The General Workflow for Constructing a Transaction

This document will explain how to build a verifiable transaction on CKB in the simplest and most common way possible. It doesn't involve constructing validation scripts, contracts, etc.

On CKB, any transaction must have at least one input and one output. To construct a transaction, the first thing that is needed is a way to effectively locate an input and this process is referred to as “cell collect”.

Cell Collect

It is important to first understand that CKB’s cell model is very similar to the UTXO model, which means that without any pre-caching it is not possible to know the current state of any address. The information that makes up the current state of an address may be scattered across different cells in many corners of the blockchain and a cell collection method is a prerequisite to properly using CKB. The cell model of CKB is described in detail in Cell.

Let’s take a look at how to collect cells, as there are two ways to do this:

Using the CKB Indexer Service

This section introduces a simple method which can identify limited information about a specified address (such as live_cell count, transaction count, total capacity). However, this method is based on the CKB node’s indexing function and is only suitable for simple usage (it also consumes resources of the CKB node).

This method also is not capable of cell collection according to more detailed search criteria. For example, locating a contract cell is not possible with this method.

Regardless of these shortcomings, let's start with this method to better understand how cell collection works. By default, this feature is turned off in the CKB node. To turn it on, manually change the configuration file as outlined below and restart the CKB node.

Locate the following configuration in the ckb.toml file

[rpc]
...
# List of API modules: ["Net", "Pool", "Miner", "Chain", "Stats", "Subscription", "Indexer", "Experiment"]
modules = ["Net", "Pool", "Miner", "Chain", "Stats", "Subscription", "Experiment"]

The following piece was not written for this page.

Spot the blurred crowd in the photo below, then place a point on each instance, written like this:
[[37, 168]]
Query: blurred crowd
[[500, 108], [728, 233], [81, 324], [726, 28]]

In the configuration above, the indexing service is not started. To turn this feature on, add “Indexer” to the array.

modules = ["Net", "Pool", "Miner", "Chain", "Stats", "Subscription", "Experiment", "Indexer"]

After restarting the CKB node with ckb run -C <path>, register the address you want to index through the RPC method [index_lock_hash](https://github.com/nervosnetwork/ckb/blob/master/rpc/README.md#index_lock_hash).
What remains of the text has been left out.